No último sábado (03/01), Donald Trump atropelou o direito internacional e as próprias leis dos Estados Unidos ao ordenar uma ação militar na Venezuela que culminou no sequestro de Nicolás Maduro. A celebração apressada da queda de um líder controverso ajudou a encobrir a ilegalidade da operação e a desviar o foco dos reais interesses americanos no país. A retórica da “liberdade”, tão repetida nas primeiras horas, ruiu já na primeira coletiva de imprensa dada por Trump.
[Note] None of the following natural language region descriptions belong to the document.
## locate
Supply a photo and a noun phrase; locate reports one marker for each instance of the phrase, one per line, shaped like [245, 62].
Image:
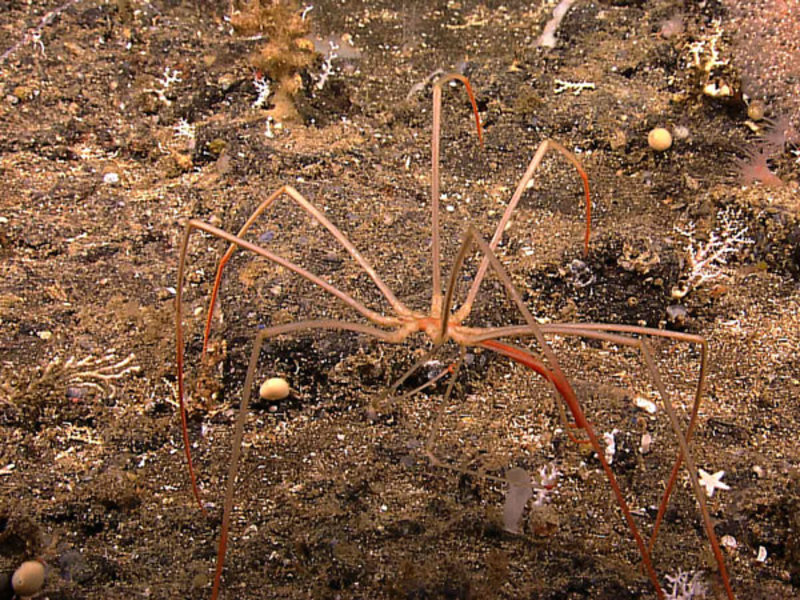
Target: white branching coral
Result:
[263, 89]
[707, 260]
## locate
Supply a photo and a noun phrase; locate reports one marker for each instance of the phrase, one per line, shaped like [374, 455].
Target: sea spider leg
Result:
[398, 307]
[610, 333]
[552, 372]
[234, 240]
[538, 156]
[598, 331]
[436, 296]
[698, 391]
[329, 324]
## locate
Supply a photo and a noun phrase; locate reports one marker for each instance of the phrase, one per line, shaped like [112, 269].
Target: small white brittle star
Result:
[712, 482]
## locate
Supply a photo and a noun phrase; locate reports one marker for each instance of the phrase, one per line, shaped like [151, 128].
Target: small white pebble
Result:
[275, 388]
[28, 579]
[659, 139]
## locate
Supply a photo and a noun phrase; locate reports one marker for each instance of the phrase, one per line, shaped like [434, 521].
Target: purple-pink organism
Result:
[754, 167]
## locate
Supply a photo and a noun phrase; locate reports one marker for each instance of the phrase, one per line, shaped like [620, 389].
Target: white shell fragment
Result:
[28, 579]
[646, 405]
[644, 445]
[519, 492]
[729, 542]
[274, 388]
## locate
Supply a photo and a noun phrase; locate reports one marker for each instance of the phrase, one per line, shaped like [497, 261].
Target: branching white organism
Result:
[707, 260]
Há meses, Washington tenta sustentar a narrativa de que Maduro comandaria um grande esquema de narcotráfico internacional por meio do chamado Cartel de Los Soles, usada como justificativa para a captura. Agora, porém, o próprio governo americano recua diante da fragilidade jurídica da acusação. O contraste se torna ainda mais evidente com o recente indulto concedido por Trump ao ex-presidente de Honduras, condenado a 45 anos por narcotráfico — um gesto que expõe o caráter seletivo e conveniente do suposto combate às drogas.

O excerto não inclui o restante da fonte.